Using the bounding method. Given $\max \{c^Tx \ | \ Ax = b, x \ge 0 \}$ we want to find multipliers $y\in \mathbb{R}^n$ s.t. $y^TAx = y^Tb$, we have equalities, so $y^T$ can be both positive and negative.

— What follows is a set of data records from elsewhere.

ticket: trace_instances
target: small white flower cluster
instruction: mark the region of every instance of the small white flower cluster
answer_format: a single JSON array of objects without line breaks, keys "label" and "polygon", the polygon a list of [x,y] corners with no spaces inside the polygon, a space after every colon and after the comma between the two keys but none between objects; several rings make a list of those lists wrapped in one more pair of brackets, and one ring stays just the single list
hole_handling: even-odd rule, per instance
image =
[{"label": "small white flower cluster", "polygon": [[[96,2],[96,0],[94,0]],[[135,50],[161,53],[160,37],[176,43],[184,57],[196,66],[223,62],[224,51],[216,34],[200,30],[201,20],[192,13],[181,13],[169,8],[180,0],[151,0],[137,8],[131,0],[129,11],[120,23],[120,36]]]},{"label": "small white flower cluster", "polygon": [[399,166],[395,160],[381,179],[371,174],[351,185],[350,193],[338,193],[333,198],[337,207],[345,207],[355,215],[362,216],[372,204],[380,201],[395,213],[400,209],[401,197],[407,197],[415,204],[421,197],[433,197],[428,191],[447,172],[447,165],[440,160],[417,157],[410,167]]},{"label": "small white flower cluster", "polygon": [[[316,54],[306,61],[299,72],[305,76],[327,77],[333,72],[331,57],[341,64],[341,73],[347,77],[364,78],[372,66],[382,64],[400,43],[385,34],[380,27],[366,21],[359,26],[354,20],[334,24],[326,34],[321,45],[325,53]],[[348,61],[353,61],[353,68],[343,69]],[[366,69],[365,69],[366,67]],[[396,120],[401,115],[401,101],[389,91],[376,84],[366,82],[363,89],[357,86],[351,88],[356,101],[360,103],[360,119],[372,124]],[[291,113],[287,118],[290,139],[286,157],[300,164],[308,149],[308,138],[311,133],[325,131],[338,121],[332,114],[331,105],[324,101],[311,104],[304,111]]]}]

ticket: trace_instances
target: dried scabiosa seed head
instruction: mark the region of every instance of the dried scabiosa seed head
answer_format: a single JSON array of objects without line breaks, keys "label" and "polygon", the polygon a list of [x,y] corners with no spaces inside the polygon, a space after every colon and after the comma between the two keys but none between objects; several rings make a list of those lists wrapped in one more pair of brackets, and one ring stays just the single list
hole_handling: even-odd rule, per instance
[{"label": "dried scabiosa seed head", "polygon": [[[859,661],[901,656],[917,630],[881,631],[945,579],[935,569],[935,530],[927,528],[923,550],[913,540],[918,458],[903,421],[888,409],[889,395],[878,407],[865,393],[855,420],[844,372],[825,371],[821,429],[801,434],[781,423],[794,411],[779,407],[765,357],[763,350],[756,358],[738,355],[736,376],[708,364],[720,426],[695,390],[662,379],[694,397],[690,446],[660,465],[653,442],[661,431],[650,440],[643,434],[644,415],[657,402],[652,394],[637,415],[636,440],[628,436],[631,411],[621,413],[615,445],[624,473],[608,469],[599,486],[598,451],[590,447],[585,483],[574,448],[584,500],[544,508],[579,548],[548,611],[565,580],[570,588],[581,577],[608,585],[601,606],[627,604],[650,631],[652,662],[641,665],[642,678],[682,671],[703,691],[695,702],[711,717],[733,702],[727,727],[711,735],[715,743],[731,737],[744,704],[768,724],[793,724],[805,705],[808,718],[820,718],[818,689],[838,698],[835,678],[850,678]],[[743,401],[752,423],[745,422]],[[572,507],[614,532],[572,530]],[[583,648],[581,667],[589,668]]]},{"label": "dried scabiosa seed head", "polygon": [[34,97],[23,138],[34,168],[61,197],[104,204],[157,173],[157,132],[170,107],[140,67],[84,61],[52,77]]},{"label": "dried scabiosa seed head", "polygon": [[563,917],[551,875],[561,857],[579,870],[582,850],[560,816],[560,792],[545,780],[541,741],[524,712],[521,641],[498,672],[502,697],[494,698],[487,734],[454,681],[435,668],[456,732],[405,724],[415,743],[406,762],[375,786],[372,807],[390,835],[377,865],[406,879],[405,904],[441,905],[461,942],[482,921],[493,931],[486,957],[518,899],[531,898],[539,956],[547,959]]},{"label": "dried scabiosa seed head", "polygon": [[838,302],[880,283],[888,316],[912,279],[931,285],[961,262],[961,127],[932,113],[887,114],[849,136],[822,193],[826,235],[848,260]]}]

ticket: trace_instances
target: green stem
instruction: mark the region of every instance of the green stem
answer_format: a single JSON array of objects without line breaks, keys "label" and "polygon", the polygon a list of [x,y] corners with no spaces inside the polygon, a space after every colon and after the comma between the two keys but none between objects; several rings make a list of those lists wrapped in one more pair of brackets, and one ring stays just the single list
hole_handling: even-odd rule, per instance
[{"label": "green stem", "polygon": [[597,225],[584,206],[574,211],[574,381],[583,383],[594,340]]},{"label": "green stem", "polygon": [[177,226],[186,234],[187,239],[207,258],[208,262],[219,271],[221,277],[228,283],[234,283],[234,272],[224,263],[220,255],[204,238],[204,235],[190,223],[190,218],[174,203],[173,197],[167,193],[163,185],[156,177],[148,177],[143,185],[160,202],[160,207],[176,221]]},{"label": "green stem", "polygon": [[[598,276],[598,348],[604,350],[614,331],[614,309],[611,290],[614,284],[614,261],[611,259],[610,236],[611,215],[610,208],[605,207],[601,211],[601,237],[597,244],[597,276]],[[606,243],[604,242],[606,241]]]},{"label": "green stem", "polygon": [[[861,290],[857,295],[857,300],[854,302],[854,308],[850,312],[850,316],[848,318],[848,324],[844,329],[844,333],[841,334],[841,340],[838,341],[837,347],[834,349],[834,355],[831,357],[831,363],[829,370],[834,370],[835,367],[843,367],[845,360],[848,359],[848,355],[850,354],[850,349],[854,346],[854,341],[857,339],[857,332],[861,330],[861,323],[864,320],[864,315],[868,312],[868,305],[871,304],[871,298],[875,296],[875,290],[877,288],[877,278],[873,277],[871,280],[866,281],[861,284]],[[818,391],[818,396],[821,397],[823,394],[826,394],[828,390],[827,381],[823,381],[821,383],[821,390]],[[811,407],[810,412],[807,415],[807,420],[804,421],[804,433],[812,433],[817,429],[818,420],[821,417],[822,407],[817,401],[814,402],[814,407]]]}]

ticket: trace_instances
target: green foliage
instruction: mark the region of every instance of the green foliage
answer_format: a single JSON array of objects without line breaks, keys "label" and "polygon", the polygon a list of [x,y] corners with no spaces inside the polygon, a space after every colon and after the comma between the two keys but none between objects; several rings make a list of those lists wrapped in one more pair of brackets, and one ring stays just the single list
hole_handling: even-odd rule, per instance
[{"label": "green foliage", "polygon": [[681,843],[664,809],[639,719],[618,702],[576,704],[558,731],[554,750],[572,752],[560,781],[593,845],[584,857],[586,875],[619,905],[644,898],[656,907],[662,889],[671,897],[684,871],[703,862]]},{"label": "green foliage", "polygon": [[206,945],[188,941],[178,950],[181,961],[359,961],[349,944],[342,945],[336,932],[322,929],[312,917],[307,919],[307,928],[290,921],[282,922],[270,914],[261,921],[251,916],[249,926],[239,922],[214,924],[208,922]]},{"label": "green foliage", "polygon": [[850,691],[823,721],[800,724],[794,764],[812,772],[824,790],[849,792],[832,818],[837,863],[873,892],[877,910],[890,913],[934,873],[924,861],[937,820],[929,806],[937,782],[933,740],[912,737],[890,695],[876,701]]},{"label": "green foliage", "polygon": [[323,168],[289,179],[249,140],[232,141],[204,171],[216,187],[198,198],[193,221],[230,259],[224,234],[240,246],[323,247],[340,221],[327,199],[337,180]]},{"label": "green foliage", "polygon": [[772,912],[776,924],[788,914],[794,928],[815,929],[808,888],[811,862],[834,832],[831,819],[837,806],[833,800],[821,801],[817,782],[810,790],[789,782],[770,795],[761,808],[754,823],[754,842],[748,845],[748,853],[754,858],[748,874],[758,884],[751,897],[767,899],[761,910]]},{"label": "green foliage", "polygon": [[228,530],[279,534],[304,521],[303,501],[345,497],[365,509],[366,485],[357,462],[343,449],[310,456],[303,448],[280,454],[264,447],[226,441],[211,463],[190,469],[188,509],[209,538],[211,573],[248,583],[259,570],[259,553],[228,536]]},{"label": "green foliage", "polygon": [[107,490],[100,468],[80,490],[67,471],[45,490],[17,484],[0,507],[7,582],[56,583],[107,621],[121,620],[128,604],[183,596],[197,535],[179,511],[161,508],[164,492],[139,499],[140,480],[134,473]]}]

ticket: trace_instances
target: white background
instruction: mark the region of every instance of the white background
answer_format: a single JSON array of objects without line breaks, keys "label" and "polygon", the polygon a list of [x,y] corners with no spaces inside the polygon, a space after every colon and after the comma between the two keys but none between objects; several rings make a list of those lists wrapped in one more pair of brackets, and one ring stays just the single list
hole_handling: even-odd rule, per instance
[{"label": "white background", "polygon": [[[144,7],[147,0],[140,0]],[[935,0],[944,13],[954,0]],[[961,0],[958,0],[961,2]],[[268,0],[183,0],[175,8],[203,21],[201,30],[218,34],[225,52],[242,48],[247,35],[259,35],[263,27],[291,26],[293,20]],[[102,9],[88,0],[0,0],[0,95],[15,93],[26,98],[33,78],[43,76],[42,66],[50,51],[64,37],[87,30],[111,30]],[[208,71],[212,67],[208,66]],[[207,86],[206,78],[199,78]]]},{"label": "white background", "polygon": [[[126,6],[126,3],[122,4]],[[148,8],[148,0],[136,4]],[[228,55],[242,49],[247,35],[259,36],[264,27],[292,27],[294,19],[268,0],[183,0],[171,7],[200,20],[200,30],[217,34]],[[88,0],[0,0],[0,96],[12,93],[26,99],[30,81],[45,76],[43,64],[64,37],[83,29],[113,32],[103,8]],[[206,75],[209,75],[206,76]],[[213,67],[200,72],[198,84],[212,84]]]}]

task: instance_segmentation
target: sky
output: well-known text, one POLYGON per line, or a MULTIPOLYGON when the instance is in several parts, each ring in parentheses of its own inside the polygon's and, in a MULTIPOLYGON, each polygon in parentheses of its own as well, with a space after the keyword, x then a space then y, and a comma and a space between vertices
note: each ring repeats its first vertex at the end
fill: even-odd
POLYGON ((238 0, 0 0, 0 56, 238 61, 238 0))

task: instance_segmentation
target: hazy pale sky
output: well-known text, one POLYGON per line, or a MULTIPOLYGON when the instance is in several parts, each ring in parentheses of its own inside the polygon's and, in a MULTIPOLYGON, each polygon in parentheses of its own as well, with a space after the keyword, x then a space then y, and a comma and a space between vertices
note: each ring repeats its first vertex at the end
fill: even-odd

We want to find an upper bound: $c^Tx\le y^TAx$. Since $x\ge 0$ we can rewrite as $c^T\le y^TA$. Taking the transpose of both sides using the rule $(AB)^T=B^TA^T$ will yield:

$y^TA \ge c^T \implies (y^TA)^T \ge (c^T)^T \implies A^Ty \ge c$

Since we want to find the best upper bound and have the relation: $c^Tx \le y^TAx = y^Tb$, we want to minimize $y^Tb$ s.t. $A^Ty \ge c$, hence we have the dual:

$\min \{y^Tb \ | \ A^Ty \ge c \}$ or $\min \{y^Tb \ | \ y^TA \ge c \}$

Exercise 2

  • Write the dual problem:

The primal problem:

$\begin{aligned} \text{max} & \qquad 2x_1+3x_2 & \\ \text{s.t} & \qquad 2x_1+3x_2 \le 30 & \\ & \qquad x_1+2x_2 \ge 10 & \\ & \qquad x_1-x_2 \le 1 & \\ & \qquad -x_1+x_2 \le 1 & \\ & \qquad x_1 \ge 0 & \end{aligned}$

The dual problem:

$\begin{aligned} \text{min} & \qquad 30y_1+10y_2+y_3+y_4 & \\ \text{s.t} & \qquad 2y_1+y_2+y_3-y_4 \ge 2 & \\ & \qquad 3y_1+2y_2-y_3+y_4 = 3 & \\ & \qquad y_1,y_3,y_4 \ge 0 & \\ & \qquad y_2 \le 0 & \end{aligned}$

  • Find the optimal solution to the dual.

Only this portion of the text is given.